US-based virtualised routing and switching vendor Arrcus wrapped up a $30 million funding round including first time participation from Nvidia, as it looks to accelerate growth across distributed networking.
Additional investors include Prosperity7 Ventures, Hitachi Ventures, General Catalyst, Liberty Global, Lightspeed and Clear Ventures.
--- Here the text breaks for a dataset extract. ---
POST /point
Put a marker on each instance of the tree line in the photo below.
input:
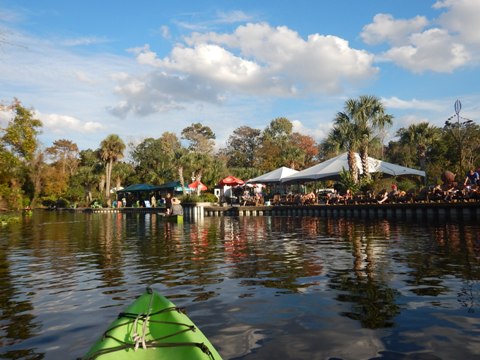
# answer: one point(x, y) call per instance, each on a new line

A representative from Arrcus told Mobile World Live (MWL) it has raised a total of $157 million since being founded in 2016.
It counts Softbank, Liberty Global, Saudi Arabia’s Aramco Digital and CoreSite among its more than 50 customers.
Arrcus is taking on industry heavyweights Cisco, Juniper Networks and Arista Networks in the routing and switching sector by employing a software-based approach using its ArcOS network operating system and ArcIQ analytics platform.
It provides software-defined products across 5G and the edge of networks as well as multi-cloud routing and switching for service providers, hyperscale companies and enterprises.
Arrcus stated its routing and switching platform, Arrcus Connected Edge (ACE), features a distributed microservices architecture that is flexible, high performance, scalable, fully programmable, modular and hybrid cloud ready.
Combined with Nvidia’s BlueField data processing units (DPU), Arrcus stated customers can efficiently offload, accelerate and isolate compute-intensive networking applications such as security and traffic engineering.
Benefits of partnership
AvidThink founder and principal Roy Chua told MWL having ArcOS support Nvidia’s BlueField DPUs for intra- and inter- data centre network fabric “increases the breadth of use cases that BlueField can accelerate”.
“Nvidia has been playing the smart game by employing available capital to expand their footprint in accelerating and enhancing computing, networking and security,” he explained.
He stated Arrcus’ relationship with Nvidia, in addition to the funding, allows it to collaborate on other data centre networking use cases including distributed training and distributed inference.
“Jointly, there’s also the telco and mobile networks relationship that Arrcus has, and that Nvidia has interest in,” Chua said.
He noted the relationship with Arrcus could help Nvidia expand its footprint “to reach into mobile networks and carriers, from the RAN, through transport, to telco data centres”.